University of Leeds, UK

A cell biologist ponders an outstanding mystery in muscle formation.

Heart and skeletal muscles have a beautiful, almost crystalline structure of repeating contractile units called sarcomeres. The length of these units is precisely regulated along with the lengths of two types of overlapping filament (thick and thin) that they contain. Muscles contract when crossbridges from thick filaments interact with actin in thin filaments. The amount of contraction depends on the length of each filament and how much they overlap.

A thick filament contains exactly 294 myosin molecules — a limit imposed by the giant ‘ruler’ protein titin. Yet it is not clear what regulates the length of thin filaments. The protein nebulin has been a key candidate: its size corresponds to thin filament length in several species. Puzzlingly, however, in mice with a targeted deletion of nebulin, skeletal muscle thin filaments are the right length, at least at birth. And Ryan Littlefield at the University of Washington in Friday Harbor and his colleagues have now shown that nebulin is too short to be the ruler — its end is located just short of the tips of the thin filaments (A. Castillo et al. Biophys. J. 96, 1856–1865; 2009).

Because of the way in which thick filaments are built, their middles — at the centre of the sarcomere — have no crossbridges.
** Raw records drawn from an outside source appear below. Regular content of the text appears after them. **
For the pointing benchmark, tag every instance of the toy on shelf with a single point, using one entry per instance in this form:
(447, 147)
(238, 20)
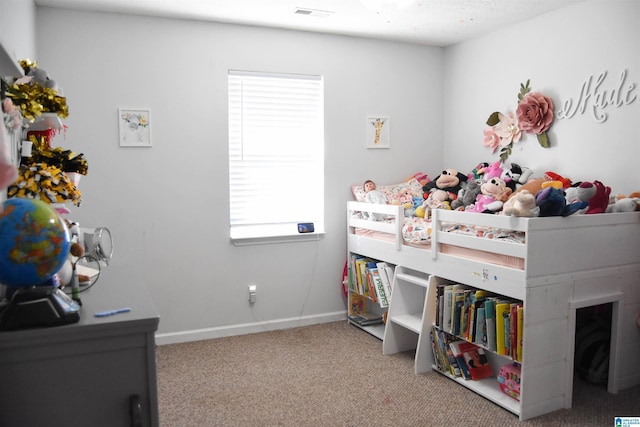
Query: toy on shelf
(509, 380)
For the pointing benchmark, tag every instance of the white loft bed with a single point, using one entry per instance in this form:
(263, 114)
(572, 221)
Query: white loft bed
(566, 264)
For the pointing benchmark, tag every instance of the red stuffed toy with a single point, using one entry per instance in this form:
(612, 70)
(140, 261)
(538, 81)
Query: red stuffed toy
(600, 200)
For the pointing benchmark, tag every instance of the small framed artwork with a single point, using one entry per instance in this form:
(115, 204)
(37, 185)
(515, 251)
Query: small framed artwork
(135, 127)
(378, 132)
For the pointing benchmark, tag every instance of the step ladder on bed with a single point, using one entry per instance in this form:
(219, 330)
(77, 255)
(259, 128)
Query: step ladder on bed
(406, 328)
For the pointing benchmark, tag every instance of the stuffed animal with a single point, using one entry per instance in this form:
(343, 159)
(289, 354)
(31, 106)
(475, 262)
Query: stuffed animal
(450, 181)
(467, 195)
(477, 172)
(532, 186)
(624, 204)
(600, 200)
(522, 204)
(516, 175)
(552, 176)
(437, 199)
(494, 170)
(494, 193)
(579, 193)
(552, 202)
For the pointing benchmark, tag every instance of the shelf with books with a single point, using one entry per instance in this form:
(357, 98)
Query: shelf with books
(369, 284)
(405, 328)
(464, 348)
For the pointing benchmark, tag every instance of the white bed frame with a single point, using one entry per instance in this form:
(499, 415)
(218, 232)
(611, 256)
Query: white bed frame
(569, 263)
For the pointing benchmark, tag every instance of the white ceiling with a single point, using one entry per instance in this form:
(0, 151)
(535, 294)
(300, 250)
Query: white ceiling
(428, 22)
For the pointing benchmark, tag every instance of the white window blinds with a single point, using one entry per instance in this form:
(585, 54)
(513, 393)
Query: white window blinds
(276, 153)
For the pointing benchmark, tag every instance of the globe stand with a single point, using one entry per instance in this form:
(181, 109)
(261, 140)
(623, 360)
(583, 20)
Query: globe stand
(39, 306)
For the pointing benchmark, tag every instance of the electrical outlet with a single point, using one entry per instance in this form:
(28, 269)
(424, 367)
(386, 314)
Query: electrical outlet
(252, 293)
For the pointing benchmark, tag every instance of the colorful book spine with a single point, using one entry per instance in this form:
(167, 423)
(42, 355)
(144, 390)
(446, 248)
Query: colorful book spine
(502, 310)
(490, 315)
(520, 328)
(386, 280)
(481, 328)
(381, 296)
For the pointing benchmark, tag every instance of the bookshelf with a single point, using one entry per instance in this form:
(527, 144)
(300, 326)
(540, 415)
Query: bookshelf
(369, 292)
(407, 328)
(489, 388)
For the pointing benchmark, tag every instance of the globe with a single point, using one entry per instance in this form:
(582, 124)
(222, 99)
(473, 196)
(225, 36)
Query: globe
(34, 242)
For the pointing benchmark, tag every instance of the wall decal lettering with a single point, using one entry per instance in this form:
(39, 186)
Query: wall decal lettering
(596, 95)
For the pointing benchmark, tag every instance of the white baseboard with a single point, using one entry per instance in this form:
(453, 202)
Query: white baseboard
(247, 328)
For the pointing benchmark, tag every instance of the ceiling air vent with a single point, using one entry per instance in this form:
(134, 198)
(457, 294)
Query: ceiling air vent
(311, 12)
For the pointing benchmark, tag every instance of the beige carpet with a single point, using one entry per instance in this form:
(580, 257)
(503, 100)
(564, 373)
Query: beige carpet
(336, 375)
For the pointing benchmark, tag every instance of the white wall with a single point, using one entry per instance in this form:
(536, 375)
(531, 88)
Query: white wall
(558, 51)
(167, 206)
Littlefield and his colleagues suggest that thin filaments, which grow towards the middle of sarcomeres from their edges, stop growing when they reach this ‘bare’ zone. Intriguingly, this paper also shows that thin filament lengths in different muscles correspond to the length of titin in those muscles. A single titin molecule stretches from the edge to the middle of the sarcomere. If titin modulates overall sarcomere length, and thus the distance to the bare zone in the centre of the sarcomere, this could indirectly regulate thin filament lengths. Maybe the biggest protein known has yet another job.